© JUNGE FREIHEIT Verlag GmbH & Co. www.jungefreiheit.de 33/17 / 11. August 2017

Zeitschriftenkritik: Vision 2000
Das Leben ist kostbar
Werner Olles

Seit Papst Johannes Paul II. die sich in Westeuropa ausbreitende „Kultur des Todes“ brandmarkte, hat sich die Situation weiter dramatisch verschlechtert. Das sechsmal jährlich erscheinende katholische Magazin Vision 2000 weist in seiner aktuellen Ausgabe (4/2017) auf eine sich in der Gesellschaft ausbreitende Änderung des Wertgefüges hin. Ein Tabubruch folgte dem nächsten, schreibt der Herausgeber Christof Gaspari, zuletzt die Debatte um straffreie Sterbehilfe. Gaspari: „Sobald das Leben nicht mehr absolut tabu ist, sich eine Gesellschaft also mit dem Gedanken anfreundet, man könne nach eigenen Nützlichkeitsüberlegungen über das Leben anderer verfügen, wird sie anfällig dafür, dieses Denken überall dort anzuwenden, wo der Tod ‘nützlich’ zu sein scheint.“

Das Magazin wirft einige weitere Schlaglichter auf die Kultur des Todes: So wurde ein Philosophiedozent an der katholischen Hochschule Löwen in Belgien entlassen, weil er in seiner Vorlesung Abtreibung als „Mord an unschuldigen Menschen“ bezeichnete. Eine christliche Hebamme wurde von mehreren schwedischen Krankenhäusern abgelehnt, da sie bei der Ausübung ihres Berufes nicht bei Abtreibungen helfen wollte. Ihre Klage gegen diese Diskriminierung wurde vom zuständigen Arbeitsgericht abgewiesen. Planned Parenthood hat nach eigenen Angaben im Fiskaljahr (Juli 2015 bis Juni 2016) 332.697 Abtreibungen vorgenommen, wobei die Kindestötungen durch verordnete Mittel zur „Notfall-Verhütung“ mit 767.830 Verordnungen nicht berücksichtigt sind.
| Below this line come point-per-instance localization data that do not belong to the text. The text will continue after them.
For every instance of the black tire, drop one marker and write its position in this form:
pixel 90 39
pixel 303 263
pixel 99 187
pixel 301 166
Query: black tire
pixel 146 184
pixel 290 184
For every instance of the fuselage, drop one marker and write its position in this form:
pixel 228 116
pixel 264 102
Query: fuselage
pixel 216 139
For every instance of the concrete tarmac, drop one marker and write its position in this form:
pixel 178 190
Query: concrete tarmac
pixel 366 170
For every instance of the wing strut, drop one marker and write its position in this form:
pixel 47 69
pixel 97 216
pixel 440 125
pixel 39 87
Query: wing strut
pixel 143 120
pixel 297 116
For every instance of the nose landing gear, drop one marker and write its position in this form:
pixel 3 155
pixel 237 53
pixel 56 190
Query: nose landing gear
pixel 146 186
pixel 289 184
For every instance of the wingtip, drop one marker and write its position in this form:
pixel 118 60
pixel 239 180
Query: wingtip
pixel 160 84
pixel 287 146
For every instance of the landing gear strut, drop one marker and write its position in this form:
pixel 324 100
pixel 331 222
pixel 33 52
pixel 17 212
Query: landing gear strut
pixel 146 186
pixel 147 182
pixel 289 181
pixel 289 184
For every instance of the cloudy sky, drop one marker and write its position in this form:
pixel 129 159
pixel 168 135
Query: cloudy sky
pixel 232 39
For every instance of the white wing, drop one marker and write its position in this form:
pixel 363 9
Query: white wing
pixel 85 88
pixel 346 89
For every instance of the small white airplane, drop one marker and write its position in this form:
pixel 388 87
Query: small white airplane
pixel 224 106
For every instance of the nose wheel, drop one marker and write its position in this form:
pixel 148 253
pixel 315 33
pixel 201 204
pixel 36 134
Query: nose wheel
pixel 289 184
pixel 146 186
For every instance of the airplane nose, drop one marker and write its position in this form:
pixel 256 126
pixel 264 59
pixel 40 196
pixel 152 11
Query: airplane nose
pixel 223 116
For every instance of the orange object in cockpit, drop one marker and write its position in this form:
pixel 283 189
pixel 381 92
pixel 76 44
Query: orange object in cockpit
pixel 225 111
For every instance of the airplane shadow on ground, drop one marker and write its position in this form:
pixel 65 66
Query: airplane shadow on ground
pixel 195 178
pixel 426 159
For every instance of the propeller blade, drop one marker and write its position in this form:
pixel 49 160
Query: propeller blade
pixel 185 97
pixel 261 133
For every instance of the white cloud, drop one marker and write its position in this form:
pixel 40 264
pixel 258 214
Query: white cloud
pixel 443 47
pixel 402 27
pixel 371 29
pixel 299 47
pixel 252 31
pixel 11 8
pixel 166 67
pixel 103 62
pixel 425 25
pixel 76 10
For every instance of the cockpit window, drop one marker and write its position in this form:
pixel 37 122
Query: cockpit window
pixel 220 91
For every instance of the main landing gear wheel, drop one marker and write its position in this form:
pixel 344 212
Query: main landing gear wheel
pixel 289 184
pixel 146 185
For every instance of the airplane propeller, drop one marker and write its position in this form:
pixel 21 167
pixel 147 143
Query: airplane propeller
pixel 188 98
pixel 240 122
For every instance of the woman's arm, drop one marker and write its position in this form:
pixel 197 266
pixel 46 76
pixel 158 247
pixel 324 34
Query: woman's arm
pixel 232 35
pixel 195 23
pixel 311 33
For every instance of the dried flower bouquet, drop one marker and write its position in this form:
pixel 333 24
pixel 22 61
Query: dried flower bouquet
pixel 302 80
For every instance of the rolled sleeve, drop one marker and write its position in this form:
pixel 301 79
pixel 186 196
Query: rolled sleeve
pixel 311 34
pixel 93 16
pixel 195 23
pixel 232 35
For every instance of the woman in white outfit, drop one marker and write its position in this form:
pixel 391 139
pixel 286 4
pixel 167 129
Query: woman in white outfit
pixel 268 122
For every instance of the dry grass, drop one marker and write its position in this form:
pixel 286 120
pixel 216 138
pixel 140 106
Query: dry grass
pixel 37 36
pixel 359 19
Der zehn Monate alte Charles Gard, der künstlich ernährt und beatmet werden muß, sollte in den USA mit einer neuen Therapie behandelt werden, doch das oberste englische Gericht und der Europäische Gerichtshof für Menschenrechte entschieden, die unterstützenden Maßnahmen einzustellen. Der Fall wirbelte in den USA in konservativen Kreisen und bei christlichen Lebensschützern viel Staub auf, in den hiesigen Medien fand er nur geringe Beachtung.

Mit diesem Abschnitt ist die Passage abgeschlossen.